Published on April 11, 2016
You’ve heard the equation 1 human year = 7 dog years. While larger dogs age faster than small ones, this equation is roughly true. This is why, once your dog reaches 7 or 8 years of age, we recommend bringing him to the veterinarian every six months. These visits should involve a thorough physical exam as well as discussion of your dog’s lifestyle, diet, and any changes in behavior that you may have noticed.

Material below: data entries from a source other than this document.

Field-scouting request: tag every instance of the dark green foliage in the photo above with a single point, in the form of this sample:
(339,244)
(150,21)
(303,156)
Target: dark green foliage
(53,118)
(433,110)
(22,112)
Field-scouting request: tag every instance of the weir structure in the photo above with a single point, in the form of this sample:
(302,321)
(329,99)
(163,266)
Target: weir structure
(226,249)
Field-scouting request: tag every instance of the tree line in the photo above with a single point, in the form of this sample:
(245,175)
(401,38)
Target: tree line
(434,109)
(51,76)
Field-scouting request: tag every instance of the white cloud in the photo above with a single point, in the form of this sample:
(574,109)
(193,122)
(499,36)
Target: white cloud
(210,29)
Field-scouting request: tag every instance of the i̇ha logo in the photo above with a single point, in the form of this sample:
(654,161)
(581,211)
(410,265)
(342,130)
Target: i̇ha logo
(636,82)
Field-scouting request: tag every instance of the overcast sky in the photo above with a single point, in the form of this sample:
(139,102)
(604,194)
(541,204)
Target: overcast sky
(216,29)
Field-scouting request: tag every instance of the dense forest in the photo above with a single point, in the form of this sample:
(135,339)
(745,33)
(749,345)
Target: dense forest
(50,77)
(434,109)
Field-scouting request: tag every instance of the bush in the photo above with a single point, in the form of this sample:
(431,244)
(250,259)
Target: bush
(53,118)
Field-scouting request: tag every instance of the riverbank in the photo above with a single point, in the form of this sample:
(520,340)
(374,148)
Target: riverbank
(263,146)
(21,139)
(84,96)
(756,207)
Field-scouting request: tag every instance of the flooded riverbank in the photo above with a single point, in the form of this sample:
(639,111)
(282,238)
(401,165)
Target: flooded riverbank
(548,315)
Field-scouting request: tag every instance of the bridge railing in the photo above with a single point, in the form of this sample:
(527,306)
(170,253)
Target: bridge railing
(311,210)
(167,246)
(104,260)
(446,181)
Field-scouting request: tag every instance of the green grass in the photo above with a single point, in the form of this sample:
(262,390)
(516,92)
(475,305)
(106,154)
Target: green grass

Dogs can’t tell us where it hurts
Animals can’t talk to tell us how they are feeling as they age. They don’t compare ailments with those of other dogs and realize they are less healthy than their peers. They are adept at hiding symptoms of weakness. It is very common on a physical exam for the doctor to find medical problems of which even the most conscientious owner was unaware. For older pets, in addition to a good exam, screening blood work and other diagnostic tests become important. Studies indicate that around 20% of senior dogs that appear healthy upon physical examination have an underlying disease. Early diagnosis aids in successful treatment.
Sometimes your dog does act sick
As dogs age, they may begin to develop decreased kidney, liver or heart function. Endocrine diseases like diabetes, hypothyroidism or Cushing’s disease can arise, causing decreased resistance to infections. Dogs are also susceptible to a variety of cancers, including bone cancer and internal liver and splenic cancer. Signs of disease can include obvious illness like vomiting, diarrhea, coughing or sneezing, but changes may also be subtle, like drinking more water, occasional accidents in the house, increased pickiness about food, or a reluctance to go on walks. Some sick dogs may become increasingly needy and anxious. For your older pet, any change in his normal behavior is a reason to contact your veterinarian. An exam with bloodwork, urinalysis and fecal check for parasites — considered the minimum data base for dogs — may reveal the problem. Based on that initial work-up, additional tests like blood pressure, X-rays or an ultrasound to screen for cancer may be recommended.
Two common problems
As people do, many dogs experience slow but steady weight gain as they age. Obesity linked disorders like ligament tears and ruptures, arthritis, decreased mobility, and respiratory compromise can all affect the quality of life of our older pets. In general for your dog, thinner is better. Studies indicate that thinner dogs live an average of 2 years longer than their overweight peers. An ideal weight is best accomplished by controlling the amount fed and exercising routinely, habits preferably begun while your dog is still young.
Many adult dogs also suffer from significant dental disease. Pets are not healthy unless their teeth are healthy. Periodontal disease undermines overall health and the average dog receiving good dental care lives 10–20% longer. Get in the habit of brushing your young dog’s teeth. Dental cleaning with sedation as recommended by your veterinarian is also important. Remember: Bad breath is not normal for a dog. It is a symptom of disease. Preventative tooth care is one of the most important things you can do to improve your older dog’s health.
3 simple steps
Aging and the changes that accompany it are inevitable. You can be an advocate for your dog, however, by having routine veterinarian checkups, keeping your pet’s teeth clean, and having him or her stay thin and active. These 3 steps are what you can do to help your dog live the longest, healthiest life possible.